Funzionario Delegato per le Province di Brindisi e Taranto della Soprintendenza per i Beni architettonici BAP-PSAE
Arch. Augusto Ressa
Via Viola, 2
74100 Taranto
      
Arcidiocesi di Brindisi - Ostuni
Ufficio Edilizia di Culto
Piazza Duomo, 12
72100 Brindisi



  
Oggetto: Chiesa di San Paolo Eremita in Brindisi


Uno dei monumenti religiosi più importanti del nostro patrimonio rischia di essere irreparabilmente compromesso. Da molti anni versa in pessime condizioni la chiesa di San Paolo Eremita in Brindisi (sec. XIV), la più antica testimonianza di architettura gotica nella nostra provincia, attigua all’antico convento francescano in cui aveva studiato san Lorenzo da Brindisi.


Le note condizioni di questo bene monumentale, pur tanto precarie, non sono sinora parse sufficienti affinché si iniziassero almeno quei minimi lavori necessari alla messa in sicurezza del tempio, nelle more di più completi interventi di restauro di notevole urgenza.
 
Il 17 marzo scorso è accaduto ciò che doveva inevitabilmente accadere: un pezzo del cornicione di uno degli splendidi altari barocchi, quello del Santissimo Crocifisso (foto A), si è staccato rovinando in terra e andando in frantumi; e fortuna ha voluto che in tale occasione non si svolgesse alcuna funzione religiosa evitando anche gravi conseguenze alle persone.

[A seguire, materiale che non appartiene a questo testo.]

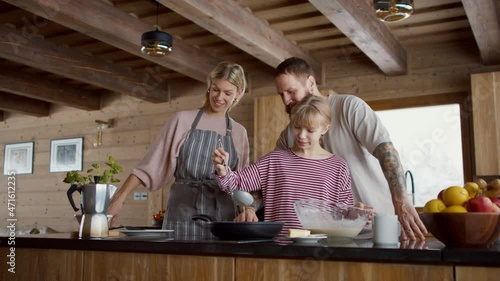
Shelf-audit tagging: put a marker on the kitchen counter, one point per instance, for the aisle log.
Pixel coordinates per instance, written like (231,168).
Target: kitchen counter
(431,251)
(64,256)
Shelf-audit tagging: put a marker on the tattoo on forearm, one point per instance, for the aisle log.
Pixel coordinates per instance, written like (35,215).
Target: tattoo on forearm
(391,166)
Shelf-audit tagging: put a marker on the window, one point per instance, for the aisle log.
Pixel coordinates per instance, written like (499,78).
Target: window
(429,141)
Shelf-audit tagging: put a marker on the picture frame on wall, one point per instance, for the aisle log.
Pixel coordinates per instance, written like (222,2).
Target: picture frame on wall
(18,158)
(66,155)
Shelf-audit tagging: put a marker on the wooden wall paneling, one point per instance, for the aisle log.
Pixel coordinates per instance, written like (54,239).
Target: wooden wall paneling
(140,266)
(472,273)
(270,119)
(486,112)
(42,264)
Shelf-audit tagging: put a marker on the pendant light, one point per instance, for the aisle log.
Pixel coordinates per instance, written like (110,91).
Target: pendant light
(156,43)
(393,10)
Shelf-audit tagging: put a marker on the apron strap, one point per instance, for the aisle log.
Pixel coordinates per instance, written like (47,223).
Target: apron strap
(229,125)
(197,119)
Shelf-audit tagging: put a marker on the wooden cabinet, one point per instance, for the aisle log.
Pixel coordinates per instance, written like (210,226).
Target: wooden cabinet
(486,116)
(43,264)
(270,119)
(102,266)
(311,269)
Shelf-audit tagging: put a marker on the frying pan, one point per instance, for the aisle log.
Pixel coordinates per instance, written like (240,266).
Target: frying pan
(231,230)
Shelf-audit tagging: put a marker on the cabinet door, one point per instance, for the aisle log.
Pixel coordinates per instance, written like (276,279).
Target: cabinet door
(42,264)
(486,115)
(140,266)
(270,119)
(310,269)
(471,273)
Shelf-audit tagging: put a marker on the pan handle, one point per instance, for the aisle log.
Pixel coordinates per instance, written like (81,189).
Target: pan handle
(203,217)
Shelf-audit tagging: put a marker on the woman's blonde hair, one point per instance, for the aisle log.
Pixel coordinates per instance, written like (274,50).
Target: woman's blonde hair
(231,72)
(306,112)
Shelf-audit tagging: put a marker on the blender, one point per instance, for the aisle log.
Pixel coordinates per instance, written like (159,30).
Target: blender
(95,201)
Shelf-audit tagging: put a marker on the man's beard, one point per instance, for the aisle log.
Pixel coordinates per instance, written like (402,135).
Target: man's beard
(288,108)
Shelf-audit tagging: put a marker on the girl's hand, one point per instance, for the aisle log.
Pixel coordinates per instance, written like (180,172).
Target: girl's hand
(366,207)
(219,157)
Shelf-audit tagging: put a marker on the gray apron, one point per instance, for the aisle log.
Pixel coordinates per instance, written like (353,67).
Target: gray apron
(195,190)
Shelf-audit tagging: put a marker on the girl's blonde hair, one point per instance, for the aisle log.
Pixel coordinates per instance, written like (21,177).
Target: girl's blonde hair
(306,112)
(231,72)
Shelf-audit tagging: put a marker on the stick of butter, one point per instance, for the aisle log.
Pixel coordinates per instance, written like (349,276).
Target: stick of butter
(298,232)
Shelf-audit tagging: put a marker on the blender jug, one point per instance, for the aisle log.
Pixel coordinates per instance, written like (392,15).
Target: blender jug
(95,201)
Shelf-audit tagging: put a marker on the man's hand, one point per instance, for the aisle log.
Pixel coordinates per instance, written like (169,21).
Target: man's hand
(411,225)
(248,214)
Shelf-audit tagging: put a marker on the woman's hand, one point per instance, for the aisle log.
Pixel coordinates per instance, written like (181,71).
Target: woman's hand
(219,157)
(248,214)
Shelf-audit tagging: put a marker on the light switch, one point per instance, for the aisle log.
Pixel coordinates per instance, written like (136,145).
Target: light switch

Come si può evincere dalla documentazione fotografica allegata, anche altri altari, come quello dell’Immacolata (foto B) e quello nella cappella di san Francesco (foto C) corrono il medesimo pericolo, non tralasciando le numerose infiltrazioni di acqua piovana che sono un incombente pericolo anche per alcuni affreschi (foto D).


In condizioni precarie di staticità versa, in maniera del tutto visibile, anche il campanile, e l’intero edificio presenta problemi di stabilità, tanto da suggerire, sino a restauri ultimati, la deviazione del traffico pesante.


Vi è, quindi, l’evidente e improcrastinabile necessità di pronti e risolutivi interventi.  


Nella certezza di un segno di sensibilità e di attenzione da parte dei destinatari della presente istanza, e nel riservarci eventuali azioni di maggiore incisività e di pubblica rilevanza, porgiamo distinti saluti.     
 



Il presidente  (dott. Domenico Saponaro)



cliccare qui per vedere o scaricare le fotografie


Foto interno: lungo la parete meridionale, gli altari di San Giuseppe da Copertino, Sant’Antonio da Padova (1632), Santa Maria (1603) e su quella settentrionale gli altari del Santissimo Crocifisso, della Immacolata (1741), dei Santi Vito, Modesto e Crescenza.